A maioria de testes de diagnóstico rápidos não detectam parasita de malária do falciparum do P. em crianças assintomáticas

The Democratic Republic of the Congo (manual do transportador) tem uma das taxas as mais altas de povos que vivem com a malária. Os testes de diagnóstico rápidos (RDTs) esclarecem mais de 70 por cento do teste de diagnóstico para a malária em África. A maioria de diagnósticos rápidos do teste confiam na detecção da proteína histidine-rica 2 (HRP2), um específico do antígeno à malária do falciparum do Plasmodium. Contudo, uma de cada 15 crianças contaminadas com os parasita de malária do falciparum do Plasmodium no manual do transportador é contaminado por um mutante de pfhrp2-deleted, produzindo um resultado falso-negativo quando um RDT é usado, investigador da universidade de North Carolina em Chapel Hill encontrou.
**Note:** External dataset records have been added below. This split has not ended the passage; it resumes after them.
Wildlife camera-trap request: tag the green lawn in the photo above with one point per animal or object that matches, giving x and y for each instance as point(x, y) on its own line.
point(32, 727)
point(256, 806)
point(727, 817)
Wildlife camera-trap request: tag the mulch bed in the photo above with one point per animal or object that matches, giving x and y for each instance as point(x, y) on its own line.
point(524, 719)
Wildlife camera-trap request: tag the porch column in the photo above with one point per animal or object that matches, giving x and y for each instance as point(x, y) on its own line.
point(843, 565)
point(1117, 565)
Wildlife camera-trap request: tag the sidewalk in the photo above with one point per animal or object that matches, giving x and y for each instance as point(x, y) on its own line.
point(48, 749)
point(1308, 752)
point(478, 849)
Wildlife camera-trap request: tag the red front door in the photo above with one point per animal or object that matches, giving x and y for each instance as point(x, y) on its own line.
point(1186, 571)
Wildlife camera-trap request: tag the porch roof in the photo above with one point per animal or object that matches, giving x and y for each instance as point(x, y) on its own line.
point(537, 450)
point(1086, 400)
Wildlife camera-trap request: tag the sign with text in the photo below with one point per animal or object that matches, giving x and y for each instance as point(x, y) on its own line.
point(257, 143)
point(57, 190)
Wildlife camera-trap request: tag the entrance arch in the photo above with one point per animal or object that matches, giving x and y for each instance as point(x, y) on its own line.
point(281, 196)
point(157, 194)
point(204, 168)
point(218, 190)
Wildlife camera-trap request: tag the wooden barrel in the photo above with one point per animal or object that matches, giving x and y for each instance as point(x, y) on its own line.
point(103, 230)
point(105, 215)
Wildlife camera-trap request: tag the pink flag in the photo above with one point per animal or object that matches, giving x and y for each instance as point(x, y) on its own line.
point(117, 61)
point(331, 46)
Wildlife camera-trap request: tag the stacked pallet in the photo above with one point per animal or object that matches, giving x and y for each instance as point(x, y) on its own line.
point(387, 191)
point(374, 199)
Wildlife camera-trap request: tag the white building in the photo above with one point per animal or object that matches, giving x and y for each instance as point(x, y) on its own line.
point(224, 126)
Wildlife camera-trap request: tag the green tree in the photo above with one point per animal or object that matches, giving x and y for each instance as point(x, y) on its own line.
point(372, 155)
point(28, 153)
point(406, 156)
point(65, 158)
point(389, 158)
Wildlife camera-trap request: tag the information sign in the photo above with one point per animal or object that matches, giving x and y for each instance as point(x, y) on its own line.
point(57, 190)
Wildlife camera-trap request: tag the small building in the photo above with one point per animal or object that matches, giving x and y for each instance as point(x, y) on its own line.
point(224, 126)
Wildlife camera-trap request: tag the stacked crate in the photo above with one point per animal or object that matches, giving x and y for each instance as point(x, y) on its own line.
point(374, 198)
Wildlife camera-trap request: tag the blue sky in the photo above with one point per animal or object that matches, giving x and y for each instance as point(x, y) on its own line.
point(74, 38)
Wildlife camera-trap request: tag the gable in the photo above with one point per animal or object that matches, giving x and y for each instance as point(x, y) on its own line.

Seus resultados foram publicados no jornal de doenças infecciosas e discutidos durante uma reunião recente da Organização Mundial de Saúde durante a sociedade americana do Congresso Anual tropical da medicina e da higiene em Atlanta.

“Este é o primeiro estudo de âmbito nacional para demonstrar a presença e para calcular a predominância da malária causada pelo falciparum de pfhrp2-deleted P. em crianças assintomáticas,” disse o Parr de Jonathan, o M.D., o M.P.H., o autor principal do estudo e um pesquisador dentro do laboratório da epidemiologia e da ecologia da doença infecciosa de UNC. “Porque a maioria de testes de diagnóstico rápidos no manual do transportador são HRP2-based, não detectarão estes parasita. Sua propagação representaria uma ameaça grave aos esforços da eliminação da malária.”

As amostras foram recolhidas das crianças sob a idade de 5 durante o 2013-2014 demográfico e de avaliação da saúde no manual do transportador. A equipe de UNC focalizou em 783 amostras com oposição de resultados rápidos da reacção em cadeia do teste e da polimerase de diagnóstico (PCR) do teste. O teste do PCR mostrou resultados positivos para a malária onde o teste diagnóstico rápido não fez.

“Nós identificamos 149 isolados do falciparum do P. com um supressão do gene pfhrp2, representando uma predominância a nível nacional de 6,4 por cento,” Parr disse. “Isto mostrou que o falciparum de pfhrp2-deleted P. é uma causa comum do negativo rápido do teste de diagnóstico, mas do malária do PCR resultados da análise positivos entre crianças assintomáticas em the Democratic Republic of the Congo. A fiscalização para estes supressões é necessário e as alternativas aos testes de diagnóstico rápidos de HRP2-specific podem ser necessárias.”

O WHO e UNC coordenaram uma reunião terça-feira de manhã em Atlanta para endereçar estes parasita. A reunião reuniu pesquisadores principais, fabricantes de política, reveladores diagnósticos comerciais, e representantes dos programas de verificação nacionais diversos da malária para rever o que é sabido e para formular uma resposta. Os testes de diagnóstico rápidos alternativos serão distribuídos nos ajustes onde são encontrados para ser comuns, e uma pesquisa mais adicional em seus impacto e distribuição clínicos durante todo África será empreendida.

O projecto do manual do transportador resultou de um estudo NIH-financiado da transmissão da malária conduzido pela cadeira de Steven Meshnick, de M.D., de Ph.D., de professor e de associado da epidemiologia na escola de UNC Gillings da saúde pública global. Meshnick sublinhou a necessidade para uma resposta medida.

“É importante notar que estes parasita transformados estiveram encontrados somente em um pequeno número de lugares no mundo,” Meshnick disse. De “os testes rápidos HRP2-based continuam a jogar um papel chave em esforços do controle e da eliminação da malária.”